From him I have also learned the beauty and benefit of regression. As trainers we are always pushing the body forward. However, with injuries there is an element of regression that needs to be recognized. There comes a time when the body literally can not be pushed any further. You are forced to step back, analyze, and recognize that there are times and circumstances when the only way to escape the pain is through surgery. Injury is like a puzzle, all pieces need to be considered and all alternatives tried before the final surgical procedure. As much as I hesitate with surgery as an option, Doc helped teach me that at some point surgery is okay. He helped me understand that regression doesn't necessarily mean stepping down and staying down, sometimes it's the only way forward. It is all part of a process.
He has pushed me to be diverse in order to accommodate the necessities of those in my care. There are times in class when I am dealing with hip replacements, 60 degrees of scoliosis, arthritis, ACL repairs or knee replacements ect. No matter the circumstances of the class you have to learn how to make movement work for everyone.
So thank you Doc, for the opportunity to be both teacher and student. Without realizing, you have become a mentor to me. It has been an honor to both teach and learn from you.

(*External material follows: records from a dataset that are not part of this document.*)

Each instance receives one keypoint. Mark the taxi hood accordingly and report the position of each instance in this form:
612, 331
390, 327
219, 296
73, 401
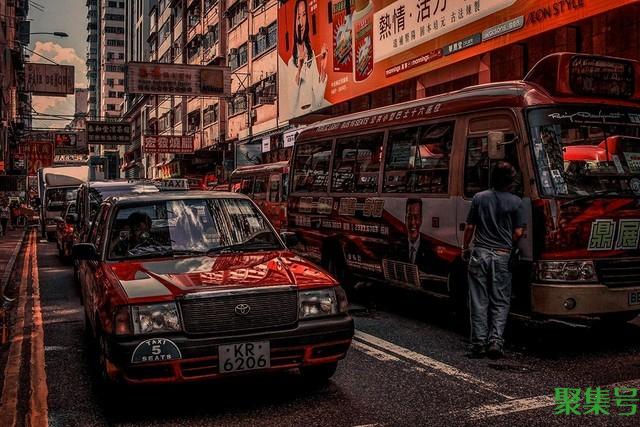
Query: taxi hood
179, 276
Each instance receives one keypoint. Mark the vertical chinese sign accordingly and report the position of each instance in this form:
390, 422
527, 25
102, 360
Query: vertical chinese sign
39, 155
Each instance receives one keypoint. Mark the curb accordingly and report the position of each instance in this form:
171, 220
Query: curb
10, 265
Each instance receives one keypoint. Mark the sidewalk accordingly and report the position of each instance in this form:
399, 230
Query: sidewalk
9, 248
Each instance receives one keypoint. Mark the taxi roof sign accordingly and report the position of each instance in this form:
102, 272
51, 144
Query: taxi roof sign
174, 184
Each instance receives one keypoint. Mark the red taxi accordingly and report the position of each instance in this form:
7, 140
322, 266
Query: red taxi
193, 285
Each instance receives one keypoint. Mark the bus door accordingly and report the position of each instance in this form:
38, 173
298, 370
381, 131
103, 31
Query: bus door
422, 237
477, 167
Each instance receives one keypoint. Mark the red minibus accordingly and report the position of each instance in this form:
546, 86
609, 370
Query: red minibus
383, 195
267, 185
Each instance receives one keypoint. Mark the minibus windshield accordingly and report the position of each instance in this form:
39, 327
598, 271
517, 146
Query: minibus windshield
584, 151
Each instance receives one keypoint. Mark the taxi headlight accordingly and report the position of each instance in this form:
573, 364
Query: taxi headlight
566, 271
154, 318
321, 302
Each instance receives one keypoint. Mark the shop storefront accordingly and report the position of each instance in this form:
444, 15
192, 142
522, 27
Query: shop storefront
405, 49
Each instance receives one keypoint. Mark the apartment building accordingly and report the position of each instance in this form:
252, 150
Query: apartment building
137, 49
15, 105
227, 132
112, 62
93, 58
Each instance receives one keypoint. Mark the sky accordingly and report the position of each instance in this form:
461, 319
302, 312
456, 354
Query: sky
69, 16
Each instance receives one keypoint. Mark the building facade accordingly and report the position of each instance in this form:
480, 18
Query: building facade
15, 105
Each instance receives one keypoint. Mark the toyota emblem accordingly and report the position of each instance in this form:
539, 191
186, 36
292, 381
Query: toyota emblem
242, 309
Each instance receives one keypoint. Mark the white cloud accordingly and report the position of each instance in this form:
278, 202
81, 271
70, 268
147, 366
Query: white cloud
58, 105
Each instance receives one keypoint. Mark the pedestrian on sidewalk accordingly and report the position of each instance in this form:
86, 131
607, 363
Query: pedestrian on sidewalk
495, 223
5, 215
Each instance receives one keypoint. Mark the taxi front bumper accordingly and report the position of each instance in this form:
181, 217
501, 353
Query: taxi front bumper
312, 342
583, 300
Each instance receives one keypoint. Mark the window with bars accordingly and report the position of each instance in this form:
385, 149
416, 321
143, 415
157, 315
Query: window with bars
267, 41
237, 105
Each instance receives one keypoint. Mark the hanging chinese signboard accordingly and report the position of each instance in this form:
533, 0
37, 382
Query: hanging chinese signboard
108, 133
176, 79
39, 155
49, 79
173, 144
345, 49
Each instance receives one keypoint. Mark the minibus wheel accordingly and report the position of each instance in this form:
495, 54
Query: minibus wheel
459, 293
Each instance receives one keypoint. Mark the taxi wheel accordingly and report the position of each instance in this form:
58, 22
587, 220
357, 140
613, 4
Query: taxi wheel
617, 319
319, 373
101, 357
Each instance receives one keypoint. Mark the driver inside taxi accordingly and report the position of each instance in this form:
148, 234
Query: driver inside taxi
139, 225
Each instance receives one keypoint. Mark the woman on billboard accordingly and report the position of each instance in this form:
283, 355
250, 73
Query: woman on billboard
305, 68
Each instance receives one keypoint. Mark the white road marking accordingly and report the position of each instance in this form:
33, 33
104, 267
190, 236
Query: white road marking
374, 352
430, 363
509, 407
56, 348
525, 404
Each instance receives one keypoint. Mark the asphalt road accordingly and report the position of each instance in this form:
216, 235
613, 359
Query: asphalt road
407, 367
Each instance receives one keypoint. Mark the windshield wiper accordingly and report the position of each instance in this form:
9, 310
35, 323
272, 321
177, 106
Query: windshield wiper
244, 246
181, 252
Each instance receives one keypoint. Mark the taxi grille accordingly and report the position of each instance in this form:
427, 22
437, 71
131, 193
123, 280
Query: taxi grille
401, 272
619, 273
217, 314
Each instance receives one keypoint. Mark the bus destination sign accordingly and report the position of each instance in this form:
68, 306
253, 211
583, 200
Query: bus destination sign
591, 76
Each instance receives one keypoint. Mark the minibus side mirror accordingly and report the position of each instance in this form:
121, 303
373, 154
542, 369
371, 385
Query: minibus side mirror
496, 145
84, 252
290, 239
71, 219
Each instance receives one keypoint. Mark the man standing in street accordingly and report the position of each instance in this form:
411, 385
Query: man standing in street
495, 223
5, 214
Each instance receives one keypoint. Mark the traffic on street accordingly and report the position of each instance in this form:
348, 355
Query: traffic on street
406, 366
357, 213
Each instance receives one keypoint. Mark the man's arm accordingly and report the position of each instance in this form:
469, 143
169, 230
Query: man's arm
468, 235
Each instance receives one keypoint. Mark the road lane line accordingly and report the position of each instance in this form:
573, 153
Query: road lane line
509, 407
430, 363
374, 352
524, 404
11, 386
38, 414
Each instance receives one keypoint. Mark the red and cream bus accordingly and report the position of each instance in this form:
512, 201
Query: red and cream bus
267, 185
384, 194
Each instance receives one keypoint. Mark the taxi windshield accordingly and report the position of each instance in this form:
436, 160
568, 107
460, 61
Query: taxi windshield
189, 227
582, 151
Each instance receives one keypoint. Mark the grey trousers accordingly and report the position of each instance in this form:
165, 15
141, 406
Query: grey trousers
489, 295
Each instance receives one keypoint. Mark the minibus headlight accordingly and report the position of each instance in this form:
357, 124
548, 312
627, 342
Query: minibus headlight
566, 271
318, 303
154, 318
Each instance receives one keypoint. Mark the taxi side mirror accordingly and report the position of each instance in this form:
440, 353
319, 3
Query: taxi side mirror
290, 238
496, 145
84, 252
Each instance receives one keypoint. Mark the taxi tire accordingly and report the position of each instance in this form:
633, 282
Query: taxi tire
318, 374
617, 319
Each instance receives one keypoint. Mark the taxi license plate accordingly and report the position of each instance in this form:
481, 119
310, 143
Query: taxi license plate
634, 298
244, 356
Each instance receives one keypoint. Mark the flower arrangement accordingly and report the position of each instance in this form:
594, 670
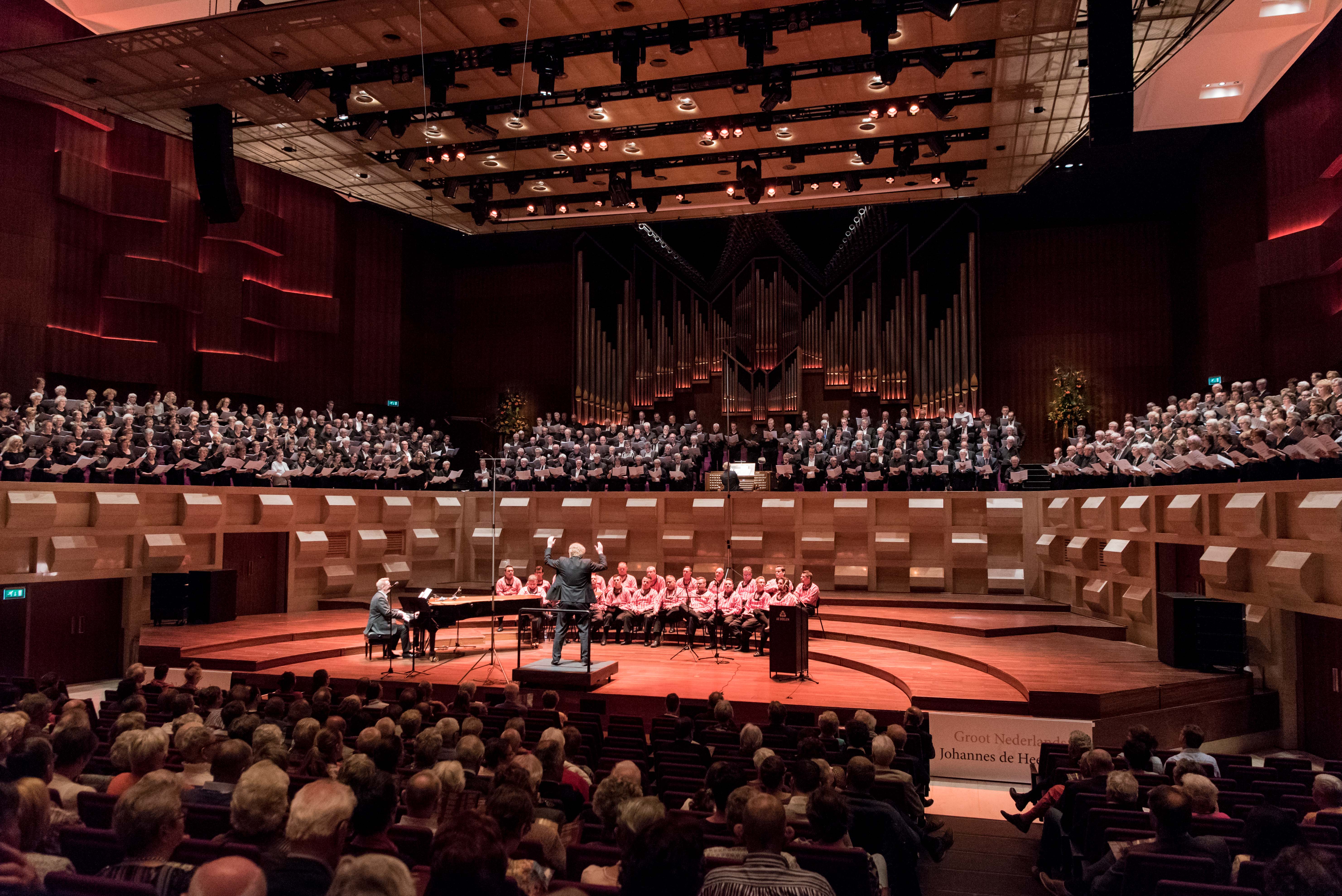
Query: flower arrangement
1069, 406
510, 415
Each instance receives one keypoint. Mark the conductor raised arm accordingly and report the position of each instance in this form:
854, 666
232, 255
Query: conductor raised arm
572, 591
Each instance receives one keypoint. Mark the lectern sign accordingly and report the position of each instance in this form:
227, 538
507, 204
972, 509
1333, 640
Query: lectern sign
994, 748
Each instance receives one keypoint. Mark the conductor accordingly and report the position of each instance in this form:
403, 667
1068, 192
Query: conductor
572, 591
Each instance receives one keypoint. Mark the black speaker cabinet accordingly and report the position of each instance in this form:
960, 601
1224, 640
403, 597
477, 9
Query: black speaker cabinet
1195, 632
213, 151
204, 596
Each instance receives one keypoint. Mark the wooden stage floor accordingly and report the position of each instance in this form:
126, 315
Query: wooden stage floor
974, 654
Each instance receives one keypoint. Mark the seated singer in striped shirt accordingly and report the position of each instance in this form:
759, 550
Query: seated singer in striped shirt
764, 871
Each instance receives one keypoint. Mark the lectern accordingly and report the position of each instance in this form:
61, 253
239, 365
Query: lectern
788, 634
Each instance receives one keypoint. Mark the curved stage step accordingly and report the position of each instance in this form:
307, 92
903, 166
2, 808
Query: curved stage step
978, 623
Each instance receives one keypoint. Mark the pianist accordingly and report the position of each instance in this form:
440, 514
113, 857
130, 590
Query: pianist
386, 626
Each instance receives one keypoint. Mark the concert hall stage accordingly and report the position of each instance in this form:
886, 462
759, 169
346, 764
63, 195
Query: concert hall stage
1015, 655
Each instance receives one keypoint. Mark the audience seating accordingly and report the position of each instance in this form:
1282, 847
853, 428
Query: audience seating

Dr. Paul LaStayo, Pt, PHD, CHT,
The Pilates approach to movement and exercise had never been a major focus of mine until I began working with Camilo. As a Physical Therapist for almost 30 years who has always understood the potential value of Pilates practice for rehabilitation and fitness, I never felt a flow or restoration of movement in typical Pilates classes. All physical therapists agree that a strong and healthy suite of core muscles is good for almost everything, and we prescribe strengthening and stretching exercises on a daily basis. Pilates with Camilo, however, is a movement-experience that extends beyond core strengthening and flexibility. The ability to implement movements via Pilates-based techniques that enhances normal body motions that have deteriorated due to age and/or disease is where Camilo shines. Camilo has an innate ability, stemming from his experiences as an athlete/dancer and student, to facilitate movements that have been lost over time. As a competitive masters athlete myself I have benefited greatly after hip replacements in both legs and nagging back problems. Camilo’s approach to restoring movements via Pilates has helped me over the past 2 years so that I am now moving closer to how I moved as a young child. I am using what I have learned and practiced with Camilo and the result has been extraordinary as it relates to my recreational and competitive activities. I am a big fan of how Camilo engages his clients in purposeful movements that incorporate Pilates for overall health and wellness.